Wednesday, 2 March 2016

388 WHITE FLOWERS 1 by BESS AVERY

 THE MALL GALLERIES, LONDON

The Pastel Society Annual Exhibition

White Flowers 1,  74 x 94cm, Pastel,  Bess Avery

London's art world is full of talk about flowers at the moment. Wander into the Royal Academy's front courtyard at opening time any morning and the queue may well be round the block. Painting the Modern Garden: Monet to Matisse is a blockbuster exhibition of more than 120 works, tracing  the emergence of the modern garden during a period of great social change and innovation in the arts. Some of the most important Impressionist, Post-Impressionist and Avant-Garde artists of the early twentieth century  explore this theme.

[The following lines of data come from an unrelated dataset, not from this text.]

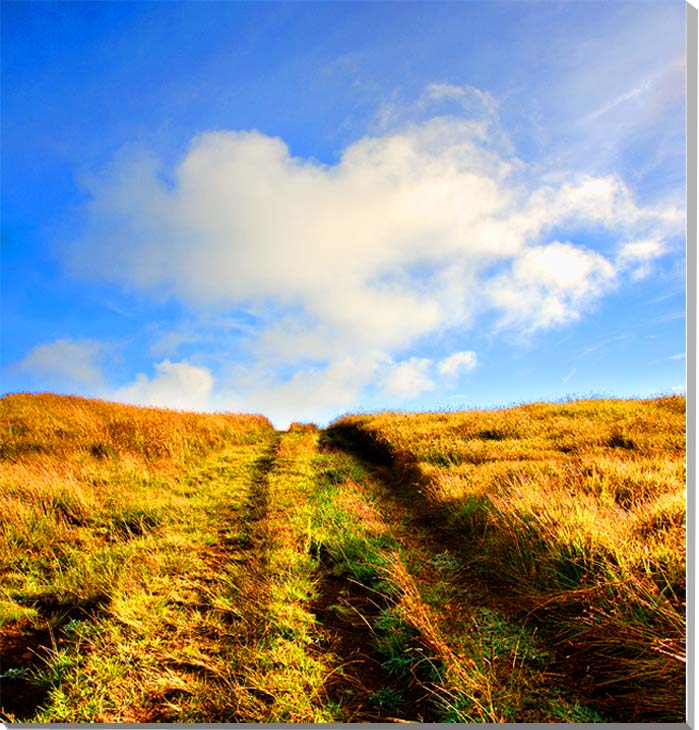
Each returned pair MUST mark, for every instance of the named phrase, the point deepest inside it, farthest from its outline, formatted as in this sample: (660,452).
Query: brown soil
(21,648)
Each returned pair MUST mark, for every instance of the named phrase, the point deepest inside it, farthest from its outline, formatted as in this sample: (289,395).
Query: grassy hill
(522,565)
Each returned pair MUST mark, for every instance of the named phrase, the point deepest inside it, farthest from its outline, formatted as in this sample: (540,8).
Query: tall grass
(98,502)
(579,508)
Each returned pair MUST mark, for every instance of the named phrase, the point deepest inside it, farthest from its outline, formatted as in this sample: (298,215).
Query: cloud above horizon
(423,229)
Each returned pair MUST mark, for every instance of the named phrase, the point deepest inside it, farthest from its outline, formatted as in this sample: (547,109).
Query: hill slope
(519,565)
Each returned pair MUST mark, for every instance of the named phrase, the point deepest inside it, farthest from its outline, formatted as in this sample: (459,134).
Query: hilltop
(521,565)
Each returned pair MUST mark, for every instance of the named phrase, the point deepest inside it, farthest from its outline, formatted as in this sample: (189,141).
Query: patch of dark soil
(21,649)
(363,686)
(62,609)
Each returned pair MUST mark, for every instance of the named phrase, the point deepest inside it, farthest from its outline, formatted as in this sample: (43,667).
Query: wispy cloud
(423,228)
(569,376)
(66,363)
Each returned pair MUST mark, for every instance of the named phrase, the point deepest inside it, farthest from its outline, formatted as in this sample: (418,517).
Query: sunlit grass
(580,508)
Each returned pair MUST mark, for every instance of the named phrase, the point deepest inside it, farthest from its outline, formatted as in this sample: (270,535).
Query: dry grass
(580,509)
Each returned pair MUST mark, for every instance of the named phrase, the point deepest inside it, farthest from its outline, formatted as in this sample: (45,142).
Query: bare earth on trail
(524,565)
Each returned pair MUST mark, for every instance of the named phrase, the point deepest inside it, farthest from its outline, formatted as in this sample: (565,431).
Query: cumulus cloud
(65,363)
(407,379)
(177,385)
(550,285)
(458,362)
(415,231)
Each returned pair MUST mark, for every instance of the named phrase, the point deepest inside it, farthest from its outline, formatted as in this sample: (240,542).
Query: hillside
(523,565)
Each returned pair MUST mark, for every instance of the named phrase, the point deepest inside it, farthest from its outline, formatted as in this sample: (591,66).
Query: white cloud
(550,285)
(65,363)
(639,255)
(415,231)
(407,379)
(458,362)
(388,245)
(175,385)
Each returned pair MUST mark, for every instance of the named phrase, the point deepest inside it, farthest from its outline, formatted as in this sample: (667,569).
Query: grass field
(522,565)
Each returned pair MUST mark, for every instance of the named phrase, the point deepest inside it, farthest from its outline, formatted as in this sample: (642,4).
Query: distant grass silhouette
(521,565)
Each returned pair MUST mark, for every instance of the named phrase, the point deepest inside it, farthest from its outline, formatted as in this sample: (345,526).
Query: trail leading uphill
(165,567)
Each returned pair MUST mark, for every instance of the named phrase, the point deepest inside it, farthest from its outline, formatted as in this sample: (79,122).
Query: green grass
(524,565)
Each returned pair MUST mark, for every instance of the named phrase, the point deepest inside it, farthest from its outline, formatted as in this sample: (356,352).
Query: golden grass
(580,508)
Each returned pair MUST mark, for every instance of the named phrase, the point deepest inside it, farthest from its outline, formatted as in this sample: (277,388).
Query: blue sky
(307,209)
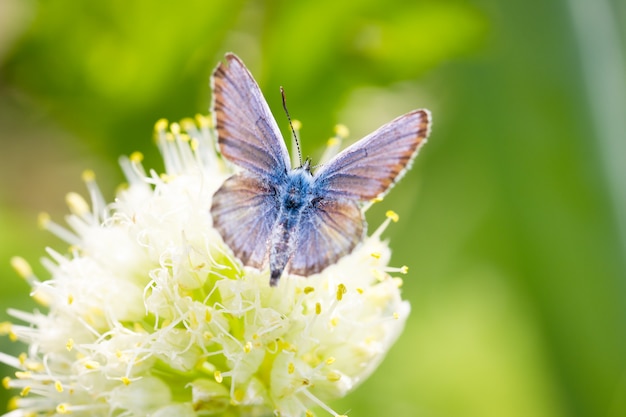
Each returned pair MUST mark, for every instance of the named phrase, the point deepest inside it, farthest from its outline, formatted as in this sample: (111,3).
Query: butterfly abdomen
(294,196)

Monet, arguably the most important painter of gardens in the history of art, once said he owed his painting “to flowers”. And here in the Mall Galleries, which host the Pastel Society's Annual Exhibition, is Bess Avery 's work, which also pays tribute to flowers, which are limpid, cool, delicate, slim, perky. Lots of space to breathe, lots of firm stalks which know exactly what their vocation in life is: to present those beautiful heads in as charming a way as possible. 

In contrast to the Royal Academy's exhibition, where flowers grow in gardens which are seen  as places of solace, escape and isolation, the colour and vitality of Bess Avery's flowers are made irresistible against a cool pale empty background. No wind, no rain, no weather, no people. Just stillness and peace.